Но интонация Владимира Путина ему понравилась (и это было главное).
А зря.
Владимир Путин говорил с Геннадием Зюгановым почти два часа. Конечно, интересно было узнать, поднимал ли господин Зюганов вопрос об отставке правительства.
Коммунисты, как известно, собрали больше 150 тыс. голосов за отставку, а кроме того, во фракции в Госдуме у них 92 депутата, а для того, чтобы инициировать рассмотрение такого деликатного вопроса в парламенте, нужно 90.
Впрочем, коммунисты этот актив пока держат при себе: они понимают, что у Госдумы достаточно мужества и сил, чтобы не проголосовать за недоверие правительству (за отставку нужно набрать 226 голосов, а даже если вместе с коммунистами проголосуют ЛДПР и «Справедливая Россия», наберется не больше 212).
И тогда их актив автоматически станет пассивом.
Кроме того, надеяться на то, что господин Путин оставит такой проступок коммунистов безнаказанным, не приходится: можно ведь и Ленина, например, наконец предать земле…
Я спросил, обсуждал ли он эту тему с президентом в его рабочем кабинете в этот день.
— Мы все обсуждали, — как-то нехотя ответил Геннадий Зюганов.
На вопрос, согласился ли Владимир Путин с подходом КПРФ к этой проблеме, Геннадий Зюганов вздохнул:
— Ну, я не мог так вопрос ставить.
Министерия-буффБюрократическое
Как-то Владимира Путина (еще в бытность его премьером) ждали на совещании по социально-экономическому развитию Северного Кавказа. Последним на совещание почти вбежал министр науки и образования Андрей Фурсенко и сгоряча устроился на месте премьера.
— Ты уверен? — негромко спросил его министр транспорта Игорь Левитин и разъяснил суть своего вопроса.
Андрей Фурсенко встал со стула. Если он в чем-то и был уверен, то нет, не до конца.
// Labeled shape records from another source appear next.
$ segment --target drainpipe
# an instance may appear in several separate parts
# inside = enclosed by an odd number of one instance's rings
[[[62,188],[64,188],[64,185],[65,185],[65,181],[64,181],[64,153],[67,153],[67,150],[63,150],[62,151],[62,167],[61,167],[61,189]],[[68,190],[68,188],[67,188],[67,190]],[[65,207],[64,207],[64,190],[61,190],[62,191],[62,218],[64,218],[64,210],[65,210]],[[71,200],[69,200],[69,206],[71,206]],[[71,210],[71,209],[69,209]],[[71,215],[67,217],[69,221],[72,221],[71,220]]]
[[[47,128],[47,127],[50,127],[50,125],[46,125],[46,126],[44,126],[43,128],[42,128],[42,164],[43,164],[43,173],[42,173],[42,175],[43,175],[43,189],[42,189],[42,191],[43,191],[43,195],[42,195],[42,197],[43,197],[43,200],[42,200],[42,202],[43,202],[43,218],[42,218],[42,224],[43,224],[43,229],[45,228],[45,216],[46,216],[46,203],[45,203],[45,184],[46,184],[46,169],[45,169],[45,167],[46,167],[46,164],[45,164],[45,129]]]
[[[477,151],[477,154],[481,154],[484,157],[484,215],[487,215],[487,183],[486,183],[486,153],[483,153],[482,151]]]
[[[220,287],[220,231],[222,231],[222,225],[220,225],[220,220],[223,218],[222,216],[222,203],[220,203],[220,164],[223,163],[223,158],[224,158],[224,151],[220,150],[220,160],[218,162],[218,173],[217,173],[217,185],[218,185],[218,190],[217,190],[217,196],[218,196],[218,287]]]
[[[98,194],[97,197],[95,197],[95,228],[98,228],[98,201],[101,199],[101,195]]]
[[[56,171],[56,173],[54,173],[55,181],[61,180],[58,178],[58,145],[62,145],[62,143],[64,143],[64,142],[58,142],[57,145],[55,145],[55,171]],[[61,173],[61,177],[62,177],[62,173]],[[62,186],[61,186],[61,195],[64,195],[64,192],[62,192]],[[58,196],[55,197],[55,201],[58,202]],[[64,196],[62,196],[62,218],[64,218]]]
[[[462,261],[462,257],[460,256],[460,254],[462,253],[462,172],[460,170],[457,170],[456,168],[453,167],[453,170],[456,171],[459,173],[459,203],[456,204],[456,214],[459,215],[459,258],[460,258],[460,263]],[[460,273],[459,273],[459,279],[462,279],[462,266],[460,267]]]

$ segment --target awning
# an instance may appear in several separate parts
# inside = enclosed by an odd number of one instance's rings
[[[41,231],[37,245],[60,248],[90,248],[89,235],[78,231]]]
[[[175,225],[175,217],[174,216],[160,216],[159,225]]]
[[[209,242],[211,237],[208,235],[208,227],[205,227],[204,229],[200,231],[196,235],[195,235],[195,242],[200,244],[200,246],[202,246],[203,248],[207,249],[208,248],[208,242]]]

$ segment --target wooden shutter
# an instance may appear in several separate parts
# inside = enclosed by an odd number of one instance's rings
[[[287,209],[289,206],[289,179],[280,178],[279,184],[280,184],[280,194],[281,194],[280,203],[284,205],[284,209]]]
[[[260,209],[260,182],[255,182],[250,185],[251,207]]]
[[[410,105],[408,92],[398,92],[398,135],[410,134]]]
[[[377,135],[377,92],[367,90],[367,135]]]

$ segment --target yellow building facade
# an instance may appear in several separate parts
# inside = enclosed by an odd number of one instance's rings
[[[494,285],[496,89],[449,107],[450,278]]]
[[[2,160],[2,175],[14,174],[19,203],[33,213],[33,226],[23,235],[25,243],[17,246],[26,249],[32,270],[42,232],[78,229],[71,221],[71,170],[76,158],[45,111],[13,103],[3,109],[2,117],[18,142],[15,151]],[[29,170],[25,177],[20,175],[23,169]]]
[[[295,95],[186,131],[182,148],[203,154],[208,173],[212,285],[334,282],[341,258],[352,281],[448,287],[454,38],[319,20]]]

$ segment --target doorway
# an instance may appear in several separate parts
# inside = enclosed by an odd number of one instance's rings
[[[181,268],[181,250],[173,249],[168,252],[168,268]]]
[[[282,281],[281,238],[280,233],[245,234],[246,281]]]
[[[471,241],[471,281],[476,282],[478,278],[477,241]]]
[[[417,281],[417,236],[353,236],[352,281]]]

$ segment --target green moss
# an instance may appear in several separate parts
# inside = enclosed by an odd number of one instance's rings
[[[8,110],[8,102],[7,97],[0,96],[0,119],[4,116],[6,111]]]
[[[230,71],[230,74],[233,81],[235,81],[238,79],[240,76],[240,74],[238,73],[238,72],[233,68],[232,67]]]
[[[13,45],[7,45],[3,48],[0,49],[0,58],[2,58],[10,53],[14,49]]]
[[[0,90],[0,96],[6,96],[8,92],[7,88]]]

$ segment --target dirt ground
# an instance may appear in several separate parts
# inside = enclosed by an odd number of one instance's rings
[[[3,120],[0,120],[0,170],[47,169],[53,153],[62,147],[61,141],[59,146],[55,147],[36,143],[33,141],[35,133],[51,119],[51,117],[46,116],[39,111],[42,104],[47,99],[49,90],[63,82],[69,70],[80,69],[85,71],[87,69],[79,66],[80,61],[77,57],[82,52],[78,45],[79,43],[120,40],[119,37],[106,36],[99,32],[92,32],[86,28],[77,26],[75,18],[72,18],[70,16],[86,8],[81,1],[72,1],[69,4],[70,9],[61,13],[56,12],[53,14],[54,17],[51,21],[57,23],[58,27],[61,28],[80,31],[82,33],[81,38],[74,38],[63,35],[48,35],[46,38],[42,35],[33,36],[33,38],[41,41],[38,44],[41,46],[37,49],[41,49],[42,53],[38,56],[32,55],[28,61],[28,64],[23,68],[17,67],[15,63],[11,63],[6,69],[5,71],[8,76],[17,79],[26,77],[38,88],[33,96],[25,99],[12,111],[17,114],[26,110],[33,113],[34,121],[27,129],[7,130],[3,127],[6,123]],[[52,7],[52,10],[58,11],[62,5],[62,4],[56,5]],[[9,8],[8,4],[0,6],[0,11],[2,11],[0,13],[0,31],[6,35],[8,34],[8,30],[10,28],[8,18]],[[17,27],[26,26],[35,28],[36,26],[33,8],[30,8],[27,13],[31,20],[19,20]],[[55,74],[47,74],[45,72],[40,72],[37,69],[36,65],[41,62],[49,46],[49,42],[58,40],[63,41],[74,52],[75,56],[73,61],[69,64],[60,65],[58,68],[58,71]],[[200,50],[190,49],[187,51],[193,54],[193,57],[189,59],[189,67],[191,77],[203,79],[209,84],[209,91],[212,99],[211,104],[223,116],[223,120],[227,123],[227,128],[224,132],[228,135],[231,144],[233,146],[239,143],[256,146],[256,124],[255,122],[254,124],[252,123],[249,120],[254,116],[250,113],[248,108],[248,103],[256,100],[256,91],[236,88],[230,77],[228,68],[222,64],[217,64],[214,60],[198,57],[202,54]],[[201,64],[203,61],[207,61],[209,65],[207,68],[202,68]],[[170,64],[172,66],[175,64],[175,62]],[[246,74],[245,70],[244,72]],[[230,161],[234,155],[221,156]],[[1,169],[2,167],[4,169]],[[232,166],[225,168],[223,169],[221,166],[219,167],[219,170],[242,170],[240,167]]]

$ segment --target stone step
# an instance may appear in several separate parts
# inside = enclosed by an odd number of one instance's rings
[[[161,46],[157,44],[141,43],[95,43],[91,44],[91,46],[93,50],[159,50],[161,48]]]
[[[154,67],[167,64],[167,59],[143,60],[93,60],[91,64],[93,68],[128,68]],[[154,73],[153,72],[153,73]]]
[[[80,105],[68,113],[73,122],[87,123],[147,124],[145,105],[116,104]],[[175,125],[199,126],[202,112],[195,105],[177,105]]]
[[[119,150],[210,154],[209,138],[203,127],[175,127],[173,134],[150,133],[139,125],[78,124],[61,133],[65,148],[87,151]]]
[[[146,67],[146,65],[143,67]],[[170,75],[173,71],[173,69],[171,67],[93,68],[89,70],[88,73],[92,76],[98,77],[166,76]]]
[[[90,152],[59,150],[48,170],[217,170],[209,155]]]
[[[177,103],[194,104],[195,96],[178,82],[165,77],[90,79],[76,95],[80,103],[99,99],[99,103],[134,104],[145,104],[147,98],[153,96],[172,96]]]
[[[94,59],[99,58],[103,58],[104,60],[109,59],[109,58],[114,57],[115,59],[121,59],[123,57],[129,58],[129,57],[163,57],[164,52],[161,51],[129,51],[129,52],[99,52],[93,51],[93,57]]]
В Казани, на совещании, посвященном катастрофе теплохода «Булгария», премьер, казалось, с огромным трудом сдерживается, чтобы не сорваться, говорил про то, что все уже, кажется, привыкли в стране к катастрофам и трагедиям… «и это плохо, что привыкли… но то, что произошло с «Булгарией», потрясло, без преувеличения, всю страну».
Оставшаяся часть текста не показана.